1.1.2. II. Meşrutiyet Döneminde Milli Bankacılığın Başlangıcı

Osmanlı Devleti’nde, Fransız ve İngiliz sermayesini güçlü bir biçimde temsil etmekte olan Bank-ı Osmanî Şahane ve Alman sermayesini güçlü bir biçimde temsil etmekte olan Deutsche Bank ve Deutsche Orient Bank gibi kuruluşların olması sebebiyle yeni yabancı bankalar açılması pek mümkün olmamaktaydı. Yabancı sermaye, kendi egemenliklerini bu güçlü banka şubelerinin aracılığı ile sürdürmeyi amaçlamaktaydılar. İngiliz sermayesinin Osmanlı Bankası üzerindeki hakimiyetinin azalması diğer yandan Osmanlı Devleti içindeki Alman sermayesinin payının artması, İngiliz sermeyesi için yeni bir bankanın kuruluşunu zorunlu kılmıştı (Tekeli ve İlkin, 1997: 149).
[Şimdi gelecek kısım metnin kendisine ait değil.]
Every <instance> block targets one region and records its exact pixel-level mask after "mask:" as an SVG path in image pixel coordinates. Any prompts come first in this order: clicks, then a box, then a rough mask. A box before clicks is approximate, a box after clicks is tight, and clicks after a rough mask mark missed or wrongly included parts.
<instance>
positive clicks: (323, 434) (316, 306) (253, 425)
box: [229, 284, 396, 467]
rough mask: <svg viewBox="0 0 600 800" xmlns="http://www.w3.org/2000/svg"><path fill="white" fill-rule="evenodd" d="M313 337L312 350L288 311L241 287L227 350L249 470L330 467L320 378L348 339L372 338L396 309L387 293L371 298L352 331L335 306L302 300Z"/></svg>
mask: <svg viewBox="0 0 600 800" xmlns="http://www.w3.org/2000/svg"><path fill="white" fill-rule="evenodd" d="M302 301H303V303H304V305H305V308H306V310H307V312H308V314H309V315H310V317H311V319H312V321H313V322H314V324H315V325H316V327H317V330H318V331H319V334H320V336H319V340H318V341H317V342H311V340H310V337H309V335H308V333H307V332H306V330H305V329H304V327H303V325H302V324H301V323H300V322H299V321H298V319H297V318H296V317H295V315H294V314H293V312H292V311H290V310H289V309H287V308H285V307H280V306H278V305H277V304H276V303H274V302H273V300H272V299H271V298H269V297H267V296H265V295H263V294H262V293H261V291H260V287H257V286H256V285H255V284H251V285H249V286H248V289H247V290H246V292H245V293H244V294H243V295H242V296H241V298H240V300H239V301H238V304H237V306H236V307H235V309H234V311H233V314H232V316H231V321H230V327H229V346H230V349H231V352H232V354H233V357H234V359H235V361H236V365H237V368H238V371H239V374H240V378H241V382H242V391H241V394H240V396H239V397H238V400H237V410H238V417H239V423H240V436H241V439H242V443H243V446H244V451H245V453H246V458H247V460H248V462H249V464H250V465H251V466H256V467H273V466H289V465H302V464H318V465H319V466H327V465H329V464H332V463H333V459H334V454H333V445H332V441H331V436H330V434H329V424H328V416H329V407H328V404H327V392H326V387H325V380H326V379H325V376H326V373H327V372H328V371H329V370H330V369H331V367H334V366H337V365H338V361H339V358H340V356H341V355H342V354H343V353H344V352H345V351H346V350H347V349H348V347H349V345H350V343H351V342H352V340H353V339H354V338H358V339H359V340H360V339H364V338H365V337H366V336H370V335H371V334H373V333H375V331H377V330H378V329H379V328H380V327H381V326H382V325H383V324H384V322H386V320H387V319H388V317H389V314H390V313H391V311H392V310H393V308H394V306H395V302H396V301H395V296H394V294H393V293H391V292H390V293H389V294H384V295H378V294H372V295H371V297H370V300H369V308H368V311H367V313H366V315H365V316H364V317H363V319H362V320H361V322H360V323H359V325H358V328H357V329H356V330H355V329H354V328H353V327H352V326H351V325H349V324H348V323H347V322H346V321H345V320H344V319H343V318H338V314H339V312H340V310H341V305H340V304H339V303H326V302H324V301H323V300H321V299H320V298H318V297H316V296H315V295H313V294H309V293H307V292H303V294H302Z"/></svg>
Nitekim, 12 Eylül 1909 tarihinde, Osmanlı Devleti’ndeki İngiliz ticaretini ve İngiliz yatırımlarını mali yönden desteklemeyi amaçlayan, İngiliz sermayesinin egemen olduğu Türkiye Millî Bankası kuruldu. Başlıca kurucusu Sir Ernest Cassel olan bankanın, merkezi İstanbul’da bulunmaktaydı ve 1.100.000 Osmanlı Lirası kadar sermayesi vardı (Ökçün, 1997: 221).

Osmanlı Devleti’nde kurulmuş olan yabancı sermayeli bankalar, Selanik Bankası, Midilli Bankası (Bank of Mytilene); adında milli kelimesi bulunmasına rağmen İngiliz yatırımlarını desteklemek için kurulmuş olan Türkiye Milli Bankası; Fransız sermayesi kontrolündeki İtibarı Mali Osmanlı Şirketi; Strasbourg’da bir yabancı sermaye grubunun destek verdiği Türkiye Ticaret ve Sanayi Bankası; Osmanlı Devleti’nin yurttaşları Ermeniler tarafından kurulan Osmanlı Ticaret Bankası; karma bir sermaye yapısı olan Şirket-i Ticariyye, Sınaiyye ve Maliyye’dir. Bu bankalardan en uzun süre hizmet vermiş olanı, daha sonraları adı Uluslararası Endüstri ve Ticaret Bankası ve 1990 yılında da İnterbank olarak değiştirilecek olan, 1888 yılında kurulmuş Selanik Bankası olmuştur (Akgüç, 2007: 10).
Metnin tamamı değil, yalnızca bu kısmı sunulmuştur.